In a study by Wang et al. [57], fecal samples from 20 preterm infants, ten with NEC and ten matched controls (including four twin pairs), were obtained from patients in a single site level III neonatal intensive care unit. Bacterial DNA was subjected to terminal restriction fragment length polymorphism analysis and library sequencing of the 16S rRNA gene. The distribution of samples from NEC patients was distinctly different from that of controls, though intestinal bacterial colonization in all of these preterm infants was notable for low diversity. Patients with NEC had previously received a higher mean number of days of antibiotics and had even less diversity with an increase in abundance of Gammaproteobacteria and a decrease in other bacteria species. These results suggest a relationship with prior use of antibiotics in patients with NEC, though in this study infants may have been on antibiotics with NEC when the cultures were collected.
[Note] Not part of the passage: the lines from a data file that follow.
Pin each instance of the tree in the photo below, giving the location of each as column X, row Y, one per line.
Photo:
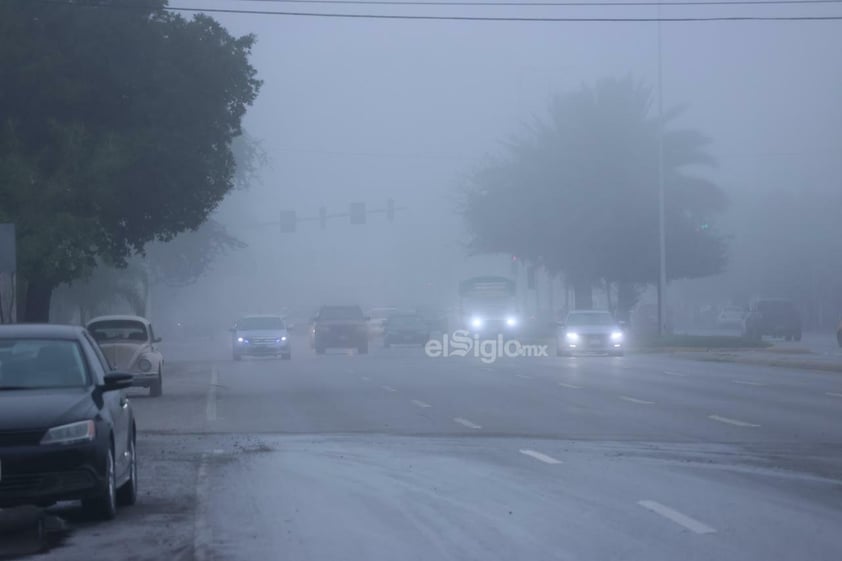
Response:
column 580, row 191
column 116, row 130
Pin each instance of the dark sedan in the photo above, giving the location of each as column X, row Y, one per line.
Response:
column 67, row 430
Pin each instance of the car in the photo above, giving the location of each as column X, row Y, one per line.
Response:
column 377, row 320
column 774, row 317
column 261, row 335
column 67, row 429
column 731, row 317
column 128, row 342
column 588, row 331
column 342, row 327
column 404, row 329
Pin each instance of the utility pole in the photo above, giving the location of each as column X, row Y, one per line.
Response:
column 662, row 277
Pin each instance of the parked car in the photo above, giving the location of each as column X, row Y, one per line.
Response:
column 590, row 331
column 406, row 329
column 67, row 429
column 128, row 342
column 340, row 327
column 774, row 317
column 261, row 335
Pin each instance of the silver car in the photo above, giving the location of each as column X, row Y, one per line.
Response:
column 261, row 336
column 590, row 331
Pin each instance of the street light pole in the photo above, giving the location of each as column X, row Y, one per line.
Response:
column 662, row 278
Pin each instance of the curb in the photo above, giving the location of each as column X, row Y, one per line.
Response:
column 804, row 365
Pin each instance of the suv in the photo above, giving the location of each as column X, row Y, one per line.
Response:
column 340, row 327
column 773, row 317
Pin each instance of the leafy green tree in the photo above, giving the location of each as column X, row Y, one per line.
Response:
column 578, row 192
column 116, row 130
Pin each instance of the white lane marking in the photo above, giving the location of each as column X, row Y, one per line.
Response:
column 202, row 534
column 635, row 400
column 210, row 408
column 466, row 423
column 681, row 519
column 731, row 421
column 540, row 457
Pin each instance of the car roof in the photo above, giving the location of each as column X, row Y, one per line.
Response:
column 124, row 317
column 41, row 330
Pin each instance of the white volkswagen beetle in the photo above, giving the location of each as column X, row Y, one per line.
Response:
column 128, row 342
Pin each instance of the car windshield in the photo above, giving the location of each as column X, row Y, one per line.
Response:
column 341, row 313
column 261, row 323
column 589, row 318
column 113, row 331
column 41, row 363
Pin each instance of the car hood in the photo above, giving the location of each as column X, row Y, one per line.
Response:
column 593, row 329
column 276, row 333
column 42, row 409
column 122, row 356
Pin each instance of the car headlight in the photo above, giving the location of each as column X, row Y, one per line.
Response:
column 83, row 431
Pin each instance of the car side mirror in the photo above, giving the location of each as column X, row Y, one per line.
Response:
column 117, row 381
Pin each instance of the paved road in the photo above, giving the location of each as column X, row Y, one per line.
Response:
column 396, row 456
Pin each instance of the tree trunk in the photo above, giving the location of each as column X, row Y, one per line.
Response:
column 37, row 304
column 583, row 294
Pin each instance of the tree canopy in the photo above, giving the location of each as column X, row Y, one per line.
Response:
column 116, row 130
column 579, row 191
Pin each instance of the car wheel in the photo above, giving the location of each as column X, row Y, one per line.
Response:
column 104, row 504
column 127, row 493
column 157, row 387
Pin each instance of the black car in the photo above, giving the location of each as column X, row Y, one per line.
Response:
column 773, row 317
column 403, row 329
column 67, row 431
column 340, row 327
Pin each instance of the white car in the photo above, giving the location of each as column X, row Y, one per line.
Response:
column 128, row 342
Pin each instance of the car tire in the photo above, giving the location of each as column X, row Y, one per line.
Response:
column 157, row 387
column 103, row 505
column 127, row 493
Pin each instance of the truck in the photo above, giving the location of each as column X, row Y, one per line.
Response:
column 488, row 305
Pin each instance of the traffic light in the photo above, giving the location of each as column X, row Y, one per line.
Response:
column 288, row 221
column 357, row 213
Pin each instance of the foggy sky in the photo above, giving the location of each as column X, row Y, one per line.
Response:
column 355, row 110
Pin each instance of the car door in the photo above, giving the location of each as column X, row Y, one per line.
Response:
column 116, row 403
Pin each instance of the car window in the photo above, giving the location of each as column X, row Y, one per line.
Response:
column 42, row 363
column 101, row 358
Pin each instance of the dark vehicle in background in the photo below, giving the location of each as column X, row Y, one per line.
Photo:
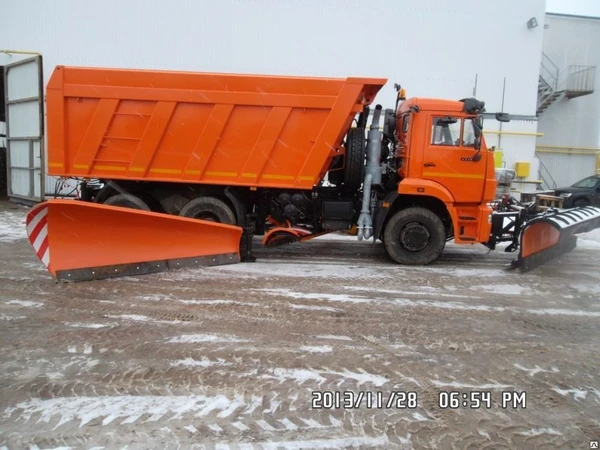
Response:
column 585, row 192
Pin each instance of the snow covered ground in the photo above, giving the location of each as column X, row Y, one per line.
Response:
column 236, row 356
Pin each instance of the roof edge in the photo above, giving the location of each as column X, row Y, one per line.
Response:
column 574, row 16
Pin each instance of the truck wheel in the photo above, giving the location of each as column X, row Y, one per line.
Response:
column 355, row 159
column 414, row 236
column 208, row 208
column 127, row 201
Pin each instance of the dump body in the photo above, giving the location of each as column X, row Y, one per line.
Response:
column 209, row 128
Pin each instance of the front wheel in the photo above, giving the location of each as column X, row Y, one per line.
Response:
column 414, row 236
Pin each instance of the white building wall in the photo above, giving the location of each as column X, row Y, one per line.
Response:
column 433, row 48
column 573, row 122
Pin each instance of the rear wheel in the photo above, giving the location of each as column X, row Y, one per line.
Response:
column 414, row 236
column 127, row 201
column 208, row 208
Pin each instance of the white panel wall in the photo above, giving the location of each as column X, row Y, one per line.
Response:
column 574, row 122
column 434, row 48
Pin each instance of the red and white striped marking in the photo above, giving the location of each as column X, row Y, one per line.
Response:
column 37, row 232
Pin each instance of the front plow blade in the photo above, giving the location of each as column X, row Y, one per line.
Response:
column 549, row 236
column 80, row 241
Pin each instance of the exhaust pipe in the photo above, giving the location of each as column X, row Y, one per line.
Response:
column 372, row 176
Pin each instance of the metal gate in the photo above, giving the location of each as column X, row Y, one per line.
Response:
column 563, row 166
column 23, row 81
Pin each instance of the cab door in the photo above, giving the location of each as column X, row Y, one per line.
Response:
column 448, row 158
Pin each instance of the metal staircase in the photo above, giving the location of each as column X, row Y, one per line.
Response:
column 551, row 88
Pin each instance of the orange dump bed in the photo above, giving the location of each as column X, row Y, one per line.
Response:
column 268, row 131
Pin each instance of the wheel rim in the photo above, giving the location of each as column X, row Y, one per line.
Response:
column 414, row 236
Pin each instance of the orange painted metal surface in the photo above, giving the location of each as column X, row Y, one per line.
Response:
column 449, row 166
column 248, row 130
column 538, row 237
column 68, row 235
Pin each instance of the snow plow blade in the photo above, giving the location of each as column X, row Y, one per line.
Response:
column 81, row 241
column 551, row 235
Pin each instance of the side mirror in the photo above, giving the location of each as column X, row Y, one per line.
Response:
column 502, row 117
column 446, row 120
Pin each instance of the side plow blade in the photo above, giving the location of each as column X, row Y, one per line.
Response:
column 80, row 241
column 547, row 237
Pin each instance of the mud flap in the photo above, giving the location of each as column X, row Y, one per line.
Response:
column 551, row 235
column 81, row 241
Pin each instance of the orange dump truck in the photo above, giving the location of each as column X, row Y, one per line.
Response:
column 178, row 169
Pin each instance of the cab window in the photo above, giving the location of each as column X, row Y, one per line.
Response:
column 445, row 131
column 468, row 139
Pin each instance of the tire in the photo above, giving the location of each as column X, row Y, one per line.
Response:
column 414, row 236
column 208, row 208
column 355, row 159
column 127, row 201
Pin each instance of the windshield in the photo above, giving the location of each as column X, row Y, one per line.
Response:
column 586, row 182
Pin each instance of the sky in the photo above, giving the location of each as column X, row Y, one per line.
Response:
column 575, row 7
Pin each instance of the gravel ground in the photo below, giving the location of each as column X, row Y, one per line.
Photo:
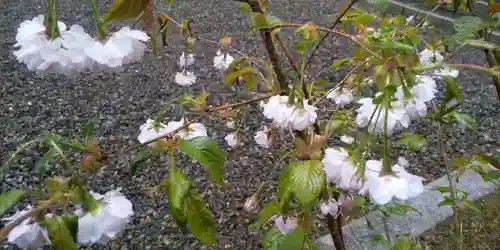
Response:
column 120, row 103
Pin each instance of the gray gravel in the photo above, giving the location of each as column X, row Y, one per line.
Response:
column 120, row 103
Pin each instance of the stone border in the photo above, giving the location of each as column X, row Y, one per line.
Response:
column 441, row 18
column 428, row 214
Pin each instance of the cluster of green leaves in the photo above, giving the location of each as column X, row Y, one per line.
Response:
column 186, row 205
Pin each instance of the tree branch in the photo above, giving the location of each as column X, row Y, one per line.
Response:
column 323, row 38
column 271, row 50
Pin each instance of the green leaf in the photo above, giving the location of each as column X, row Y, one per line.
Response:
column 259, row 20
column 306, row 180
column 199, row 218
column 379, row 4
column 403, row 244
column 389, row 44
column 442, row 189
column 448, row 201
column 140, row 158
column 178, row 186
column 452, row 97
column 273, row 20
column 273, row 239
column 71, row 222
column 466, row 27
column 126, row 9
column 231, row 77
column 481, row 44
column 10, row 199
column 59, row 234
column 207, row 152
column 265, row 214
column 284, row 186
column 415, row 142
column 294, row 241
column 338, row 63
column 468, row 204
column 461, row 119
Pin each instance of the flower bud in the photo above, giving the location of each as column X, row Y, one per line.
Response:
column 252, row 204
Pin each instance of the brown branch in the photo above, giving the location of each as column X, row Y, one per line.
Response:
column 323, row 38
column 265, row 33
column 338, row 33
column 25, row 216
column 206, row 112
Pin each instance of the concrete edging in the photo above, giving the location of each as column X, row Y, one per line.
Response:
column 428, row 214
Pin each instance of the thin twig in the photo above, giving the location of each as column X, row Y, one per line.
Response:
column 206, row 112
column 288, row 55
column 341, row 84
column 338, row 33
column 356, row 237
column 323, row 38
column 25, row 216
column 453, row 189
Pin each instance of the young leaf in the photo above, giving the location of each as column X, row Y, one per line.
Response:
column 71, row 222
column 389, row 44
column 273, row 239
column 481, row 44
column 59, row 234
column 265, row 214
column 381, row 5
column 461, row 119
column 140, row 158
column 415, row 142
column 470, row 205
column 10, row 199
column 447, row 201
column 294, row 240
column 403, row 244
column 199, row 218
column 338, row 63
column 307, row 180
column 126, row 9
column 178, row 186
column 231, row 77
column 205, row 150
column 452, row 97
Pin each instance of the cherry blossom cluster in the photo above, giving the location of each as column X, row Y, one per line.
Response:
column 101, row 224
column 75, row 50
column 410, row 102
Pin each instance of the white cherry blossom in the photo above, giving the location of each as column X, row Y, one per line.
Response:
column 232, row 140
column 192, row 131
column 110, row 218
column 262, row 138
column 341, row 97
column 339, row 169
column 278, row 110
column 445, row 72
column 122, row 47
column 302, row 117
column 397, row 116
column 428, row 57
column 346, row 139
column 29, row 234
column 222, row 61
column 285, row 224
column 151, row 130
column 183, row 60
column 383, row 188
column 185, row 78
In another study by Mai et al. [41], stool specimens were collected prospectively from infants with gestational ages ≤32 completed weeks or birth weights ≤1250 g, starting with the first stool and continuing weekly until discharge. High throughput 16S rRNA sequencing was used to compare the diversity of microbiota and the prevalence of specific bacterial signatures in nine NEC infants and in nine matched controls. A bloom (34 % increase) of Proteobacteria and a decrease (32 %) in Firmicutes in NEC cases between the 1 week and <72 h was detected. No significant change was identified in the controls. Several molecular signatures were increased in the NEC cases one week before and within 72 h of NEC development. One of the bacterial signatures detected more frequently in NEC cases (p < 0.01) matched closest to γ-Proteobacteria, also noted in the Wang study [57]. Although this sequence grouped with the well studied Enterobacteriaceae family, it did not match any sequence in Genbank by more than 97 %, suggesting that novel pathogens contribute to the etiology of NEC.

Conclusion

The current evidence highlights the importance of the development of a healthy intestinal microbiota in the neonate. Many aspects that promote health or disease are related to the homeostasis of this intestinal microbiota. Especially in the preterm infant, the delicate equilibrium of the intestinal microbiota could be strongly influenced by the intervention that we as physicians routinely perform as part of the medical care of the neonate. As the awareness of the importance of the development and maintenance of the intestinal flora increases and the development of newer molecular techniques allows us to identify, monitor and modify this microbiota we will be able to improve the care of our infants with interventions with long lasting effects.